Under standards set in 2012, automakers' fleets were expected to get an average of 54.5 miles per gallon by 2025. That's not the real-world mileage vehicles will get; it includes credits for things like more efficient air conditioning systems. The real-world mileage is closer to 40 miles per gallon.
The government calculates an automakers' average based on the vehicles it sells. A company could fail to meet standards on pickup trucks but exceed them with fuel-efficient cars and still meet the requirements, said Alan Baum, a consultant in Detroit who advises automakers on fuel-economy regulations. But if it fails to sell those cars and only sells the pickup trucks, it could wind up being fined.
As gas prices have fallen, truck and SUV sales have risen. That means the 54.5 mpg standard may no longer be realistic, since automakers are selling more trucks and SUVs and fewer cars than the government anticipated in 2012. The government now forecasts average fuel economy between 50 mpg and 52.6 mpg in 2025, depending on the price of gas. But EPA officials said that the numbers could continue to change.
The report noted that in October 2012, when the fuel economy standards were finalized, U.S. average gas prices were $3.87 per gallon. They ended 2015 at $2.15 per gallon.
So far this year, sales of the Toyota Prius hybrid are down 25 percent while sales of SUVs and other light trucks are up 9 percent, according to Autodata Corp.
But gas prices alone aren't likely to convince the government to weaken the standards adopted in 2012. The report says automakers can meet the original 2012 targets by continuing to make more advanced gasoline engines; the EPA says only about 2 percent of vehicles would need to be hybrids or electric vehicles to meet the standards.
"Today's draft report shows that automakers are developing far more technologies to improve fuel economyand reduce greenhouse gas emissions, at similar or lower costs, than we thought possible just a few years ago," said Janet McCabe, acting assistant administrator for EPA's Office of Air and Radiation.
The government says 100 car, SUV, and pick-up truck versions on the market today already meetfuel economy standards targeted for 2020 or later. Automakers also have been making more use of lightweight materials, like aluminum, and improving vehicles' aerodynamics. They're also adding features like stop-start technology, which automatically shut down the engine and save fuel while a vehicle is stopped in traffic.
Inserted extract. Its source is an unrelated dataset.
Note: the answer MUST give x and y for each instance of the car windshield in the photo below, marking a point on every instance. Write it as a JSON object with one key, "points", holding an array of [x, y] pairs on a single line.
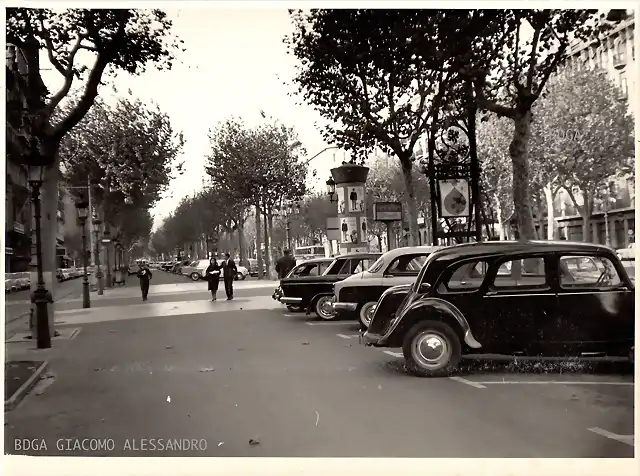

Those advances come at a cost. The EPA estimates the fuel economy standards will cost $1,017 per vehicle between 2021 and 2025, while NHTSA estimates they will cost up to $1,245 per vehicle. The agencies differ on how much consumers would save in gas, but they estimate it's between $680 and $1,620 per vehicle.
Those costs, and consumers' reluctance to buy the smallest, most fuel-efficient vehicles, mean the auto industry will likely argue that the standards should be relaxed. The Alliance of Automobile Manufacturers, a lobbying group that represents 12 automakers, including BMW, Toyota and General Motors, says meeting the standards is "a daunting challenge."
"Absent a vigorous commitment to focus on marketplace realities, excessive regulatory costs could impact both consumers and the employees who produce these vehicles," the alliance said in a statement.
But environmental groups will urge the government to strengthen the standards. In a statement, Sierra Club President Andrew Linhardt said the report proves that the standards are working.
"Due to technological innovation, our cars are cleaner and more efficient than ever before," he said.